The research team from Johns Hopkins Malaria Research Institute performed a genetic engineering on the Anopheles mosquito’s innate immune system, in order to obstruct the possible transmission of malaria-causing protozoan to humans. Furthermore, it was shown that genetic engineering had restricted effect on the mosquito’s health in laboratory settings. These findings were published in the Open Access journal PLoS Pathogens on December 22.

Dimopoulos and his colleagues genetically modified Anopheles mosquitoes so that, when they feed on blood, there would be an increase beyond normal levels of Rel2, an immune system protein. This protein battles the malaria parasite in the mosquito through initiating an immune attack that entails diverse anti-parasitic molecules. Utilizing this strategy, the study team used the insect’s own genes in increasing its parasite-resisting capacities, instead of placing a new gene into the DNA of the mosquito.

Furthermore, the researchers articulated that this form of genetically engineered mosquito can be improved and can be utilized in changing the malaria-transmitting mosquito to a Plasmodium-resistant one. The fitness of genetically engineered malaria-resistant mosquitoes is one of the foreseen problems about this strategy, because competing with the original non-modified wild kind of mosquitoes would be necessary. Moreover, in this investigation, the researchers illustrated that the genetically engineered mosquito strain and the non-modified ones have quite similar length of life and eggs produced. This can further mean that remarkable impairment was not present in the fitness of the mosquitoes.

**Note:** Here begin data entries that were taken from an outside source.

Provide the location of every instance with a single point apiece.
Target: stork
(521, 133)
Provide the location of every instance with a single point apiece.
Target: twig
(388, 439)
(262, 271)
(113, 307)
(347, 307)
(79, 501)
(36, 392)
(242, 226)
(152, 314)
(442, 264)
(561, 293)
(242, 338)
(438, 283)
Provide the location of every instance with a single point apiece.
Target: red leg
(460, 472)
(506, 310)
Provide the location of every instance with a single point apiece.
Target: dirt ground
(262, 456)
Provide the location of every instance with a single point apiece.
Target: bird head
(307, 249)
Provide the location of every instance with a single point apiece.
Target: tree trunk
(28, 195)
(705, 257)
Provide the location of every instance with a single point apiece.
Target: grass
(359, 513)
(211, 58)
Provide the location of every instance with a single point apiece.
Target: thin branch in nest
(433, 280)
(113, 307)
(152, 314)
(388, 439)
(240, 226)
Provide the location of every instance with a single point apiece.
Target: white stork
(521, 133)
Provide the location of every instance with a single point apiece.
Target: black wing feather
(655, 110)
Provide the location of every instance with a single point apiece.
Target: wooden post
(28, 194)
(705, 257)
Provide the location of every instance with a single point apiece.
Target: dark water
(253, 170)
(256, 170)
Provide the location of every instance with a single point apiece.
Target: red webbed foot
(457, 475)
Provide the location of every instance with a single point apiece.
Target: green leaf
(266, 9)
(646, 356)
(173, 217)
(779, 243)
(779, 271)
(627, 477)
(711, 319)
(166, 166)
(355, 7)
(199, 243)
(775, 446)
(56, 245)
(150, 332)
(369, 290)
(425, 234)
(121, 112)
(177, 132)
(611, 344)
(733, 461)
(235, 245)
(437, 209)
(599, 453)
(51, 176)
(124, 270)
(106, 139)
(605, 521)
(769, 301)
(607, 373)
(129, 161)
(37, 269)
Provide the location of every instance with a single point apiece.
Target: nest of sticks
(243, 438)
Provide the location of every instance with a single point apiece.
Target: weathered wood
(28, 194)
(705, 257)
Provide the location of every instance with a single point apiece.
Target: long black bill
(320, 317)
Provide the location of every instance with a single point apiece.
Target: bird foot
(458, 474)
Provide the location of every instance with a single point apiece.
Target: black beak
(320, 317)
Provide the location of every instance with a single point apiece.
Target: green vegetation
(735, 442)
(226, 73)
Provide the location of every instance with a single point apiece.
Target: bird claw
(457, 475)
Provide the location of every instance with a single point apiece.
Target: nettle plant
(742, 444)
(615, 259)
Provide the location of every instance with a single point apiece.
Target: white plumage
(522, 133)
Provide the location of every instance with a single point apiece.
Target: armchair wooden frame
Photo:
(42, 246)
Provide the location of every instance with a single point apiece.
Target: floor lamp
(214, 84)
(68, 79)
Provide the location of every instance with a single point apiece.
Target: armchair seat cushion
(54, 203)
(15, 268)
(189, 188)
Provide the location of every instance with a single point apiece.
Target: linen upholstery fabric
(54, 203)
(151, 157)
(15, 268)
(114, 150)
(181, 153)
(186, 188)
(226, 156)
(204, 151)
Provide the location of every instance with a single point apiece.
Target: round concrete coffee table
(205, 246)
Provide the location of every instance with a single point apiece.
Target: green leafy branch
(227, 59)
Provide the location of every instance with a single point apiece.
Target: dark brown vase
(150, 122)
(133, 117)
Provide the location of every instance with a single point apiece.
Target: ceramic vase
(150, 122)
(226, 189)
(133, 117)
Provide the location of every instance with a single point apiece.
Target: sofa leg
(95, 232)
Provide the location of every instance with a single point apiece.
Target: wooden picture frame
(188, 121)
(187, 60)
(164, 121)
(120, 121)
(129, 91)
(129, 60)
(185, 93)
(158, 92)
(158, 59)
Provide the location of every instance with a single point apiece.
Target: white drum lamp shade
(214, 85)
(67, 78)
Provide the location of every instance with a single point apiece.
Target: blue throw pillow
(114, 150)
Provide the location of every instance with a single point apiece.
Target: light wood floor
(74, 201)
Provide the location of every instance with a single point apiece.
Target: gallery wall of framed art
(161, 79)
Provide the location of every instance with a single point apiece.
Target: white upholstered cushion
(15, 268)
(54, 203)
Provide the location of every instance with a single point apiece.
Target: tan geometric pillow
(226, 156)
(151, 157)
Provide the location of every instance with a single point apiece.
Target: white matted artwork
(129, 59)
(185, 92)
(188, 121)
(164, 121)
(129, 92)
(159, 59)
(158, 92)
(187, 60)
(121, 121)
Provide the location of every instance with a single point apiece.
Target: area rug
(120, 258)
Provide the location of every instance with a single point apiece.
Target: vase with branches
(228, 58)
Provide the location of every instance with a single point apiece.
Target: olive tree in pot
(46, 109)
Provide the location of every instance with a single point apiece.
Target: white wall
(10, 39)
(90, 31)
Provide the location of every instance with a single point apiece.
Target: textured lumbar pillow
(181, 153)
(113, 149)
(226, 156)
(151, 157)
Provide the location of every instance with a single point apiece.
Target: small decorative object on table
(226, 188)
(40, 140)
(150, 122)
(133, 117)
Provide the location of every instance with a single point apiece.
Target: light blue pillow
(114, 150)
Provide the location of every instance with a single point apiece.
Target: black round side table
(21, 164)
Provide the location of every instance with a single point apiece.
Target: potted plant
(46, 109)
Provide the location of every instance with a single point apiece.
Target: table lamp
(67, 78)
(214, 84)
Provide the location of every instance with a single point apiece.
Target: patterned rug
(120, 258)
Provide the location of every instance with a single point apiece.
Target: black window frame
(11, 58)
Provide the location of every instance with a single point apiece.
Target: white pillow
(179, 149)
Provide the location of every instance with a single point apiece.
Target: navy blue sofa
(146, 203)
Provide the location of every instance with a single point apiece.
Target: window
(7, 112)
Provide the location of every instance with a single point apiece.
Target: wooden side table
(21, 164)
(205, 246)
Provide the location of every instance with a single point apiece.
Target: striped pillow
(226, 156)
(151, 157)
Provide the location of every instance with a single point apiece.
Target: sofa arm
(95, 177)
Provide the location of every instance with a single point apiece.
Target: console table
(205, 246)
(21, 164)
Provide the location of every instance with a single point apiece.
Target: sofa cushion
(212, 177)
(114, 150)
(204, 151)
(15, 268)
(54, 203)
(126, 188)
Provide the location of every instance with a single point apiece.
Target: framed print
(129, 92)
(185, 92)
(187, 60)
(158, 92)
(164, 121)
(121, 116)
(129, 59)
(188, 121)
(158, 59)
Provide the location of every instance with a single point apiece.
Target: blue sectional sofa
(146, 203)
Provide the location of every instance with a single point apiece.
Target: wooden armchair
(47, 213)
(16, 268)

Dimopoulos elaborated that malaria is among the most compelling public health concerns across the globe. More resistance to insecticides and medications is noted on mosquitoes and malaria parasites nowadays. There is a sense of urgency to develop new effective control measures.  He further added that this study may already provide a great promise, with the discovery of genetically modified mosquito strains that can contribute in minimizing transmission of malaria. However, additional researches are still imperative in order to ensure the safety and effectiveness of this strategy.